On raconte qu’en 1866 l’un des membres du ministère libéral qui le 22 juin avait étouffé dans le sang la plus formidable des insurrections militaires, rencontrant au Buen-Retiro un favori, lui dit : « Vous conspirez contre nous, et avant peu de jours vous serez conlens ; mais avant deux ans vous aurez renversé le trône. » La prédiction s’est accomplie. Le 10 juillet, le général O’Donnell n’était plus ministre, et ses successeurs sommaient l’Espagne de se rendre à discrétion. La déportation décrétée contre les hommes qui venaient d’exposer leur vie pour sauver la couronne, tous les principes de l’état suspendus ou violés, l’intolérance religieuse et l’arbitraire ouvertement professés, une loi de la presse qui, combinant la répression avec la prévention, déclarait délictueux des articles que la censure n’avait pas laissés paraître et passible de peine un délit qui n’avait pas été commis, une loi de l’ordre public promulguée dictatoralement, laquelle autorisait les gouverneurs et les maires à expulser pendant quarante jours du lieu de leur habitation toutes les personnes jugées dangereuses, qu’aurait pu inventer de mieux le roi absolu ? « Un pays à qui on enlève tous les genres de liberté, s’écriait en vain M.  Alejandro Llorente, est un pays qui a cessé d’appartenir à la grande famille ce l’Europe occidentale.

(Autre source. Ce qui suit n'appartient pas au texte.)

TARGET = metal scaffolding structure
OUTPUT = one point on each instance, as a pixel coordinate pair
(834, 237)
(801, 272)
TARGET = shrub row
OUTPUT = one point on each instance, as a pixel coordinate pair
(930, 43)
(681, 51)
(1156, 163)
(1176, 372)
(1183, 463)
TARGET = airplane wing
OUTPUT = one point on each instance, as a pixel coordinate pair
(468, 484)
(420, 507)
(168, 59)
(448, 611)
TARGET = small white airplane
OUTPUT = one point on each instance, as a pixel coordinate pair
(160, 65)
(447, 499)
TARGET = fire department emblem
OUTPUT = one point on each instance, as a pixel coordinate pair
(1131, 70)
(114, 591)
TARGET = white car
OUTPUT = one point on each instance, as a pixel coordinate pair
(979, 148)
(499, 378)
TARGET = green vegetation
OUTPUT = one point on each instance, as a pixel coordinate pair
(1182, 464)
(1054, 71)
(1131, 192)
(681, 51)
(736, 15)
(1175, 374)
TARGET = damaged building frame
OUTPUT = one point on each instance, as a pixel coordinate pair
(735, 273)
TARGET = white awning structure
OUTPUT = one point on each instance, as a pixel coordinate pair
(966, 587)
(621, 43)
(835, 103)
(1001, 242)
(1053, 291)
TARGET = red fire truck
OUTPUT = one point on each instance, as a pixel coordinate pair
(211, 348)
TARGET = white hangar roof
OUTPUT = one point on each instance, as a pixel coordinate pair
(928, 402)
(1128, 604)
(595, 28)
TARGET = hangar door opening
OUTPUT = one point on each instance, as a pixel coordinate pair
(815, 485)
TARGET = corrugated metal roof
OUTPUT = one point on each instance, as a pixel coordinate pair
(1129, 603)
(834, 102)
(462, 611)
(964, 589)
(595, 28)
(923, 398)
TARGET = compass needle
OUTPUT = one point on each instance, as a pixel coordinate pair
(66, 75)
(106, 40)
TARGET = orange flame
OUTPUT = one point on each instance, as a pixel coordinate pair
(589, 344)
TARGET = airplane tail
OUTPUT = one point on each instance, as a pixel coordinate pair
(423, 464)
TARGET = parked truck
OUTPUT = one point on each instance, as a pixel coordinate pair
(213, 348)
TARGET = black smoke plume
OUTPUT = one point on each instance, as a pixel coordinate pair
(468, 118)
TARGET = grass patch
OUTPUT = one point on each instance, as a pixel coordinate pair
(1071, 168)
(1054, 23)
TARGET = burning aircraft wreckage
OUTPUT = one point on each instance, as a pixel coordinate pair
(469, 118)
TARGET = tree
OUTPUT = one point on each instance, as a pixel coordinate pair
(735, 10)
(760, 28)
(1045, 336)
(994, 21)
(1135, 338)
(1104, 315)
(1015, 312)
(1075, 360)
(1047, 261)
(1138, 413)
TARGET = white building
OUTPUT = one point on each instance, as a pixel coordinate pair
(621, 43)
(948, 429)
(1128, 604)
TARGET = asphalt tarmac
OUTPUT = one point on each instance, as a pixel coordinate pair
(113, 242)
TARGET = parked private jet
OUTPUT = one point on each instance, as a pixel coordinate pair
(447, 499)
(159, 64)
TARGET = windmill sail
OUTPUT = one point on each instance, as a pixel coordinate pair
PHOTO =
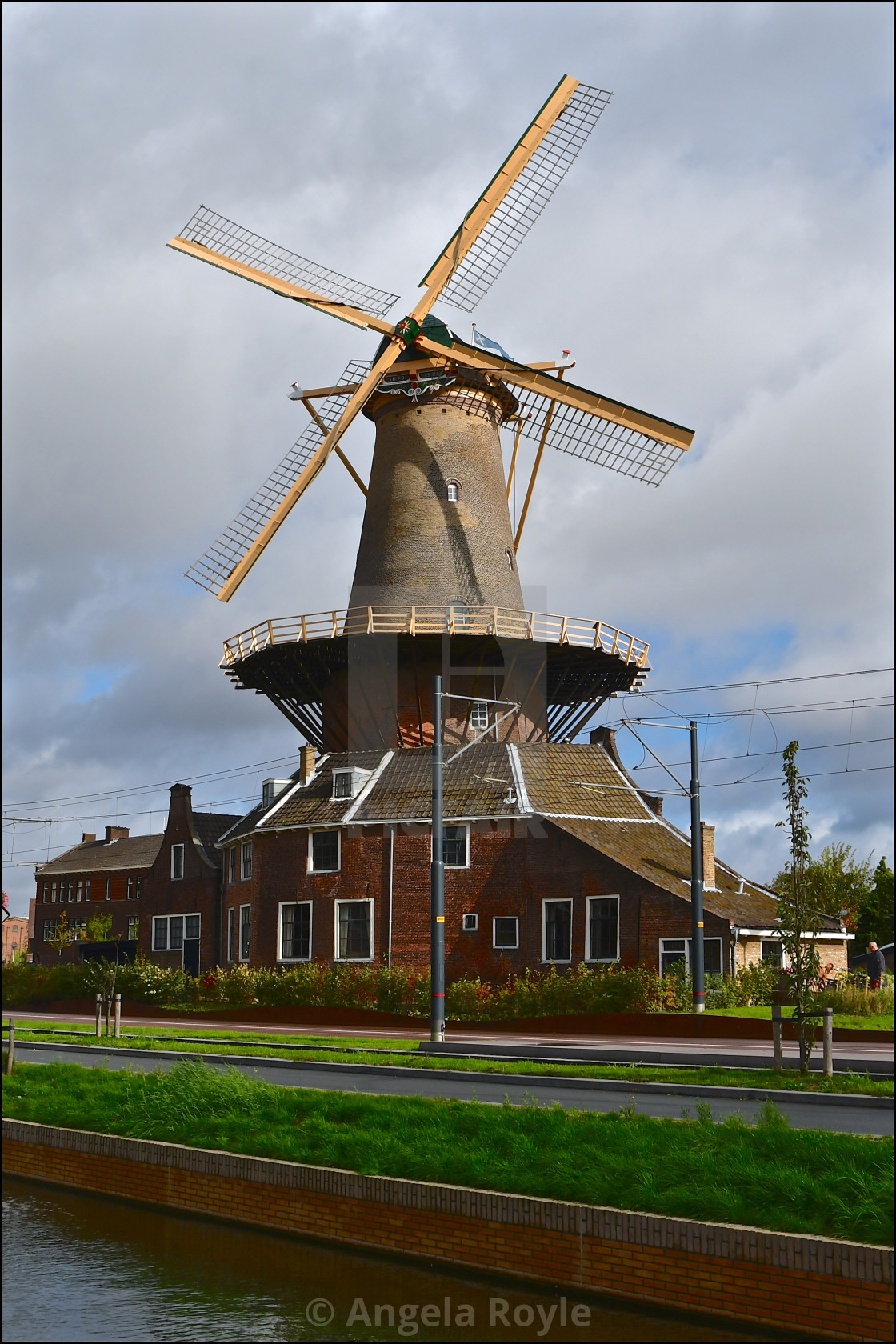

Il nous restait une certaine dose de liberté civile et un régime électoral qui, bien que défectueux, nous assurait un certain degré de liberté parlementaire. Qu’a-t-on fait de la liberté civile ? La liberté parlementaire est sur le point de disparaître. Que reste-t-il donc ? » Il restait le droit à l’insurrection, qui se justifie par l’anéantissement des autres, et l’implacable vengeance des principes toujours funestes aux gouvernemens qui les renient.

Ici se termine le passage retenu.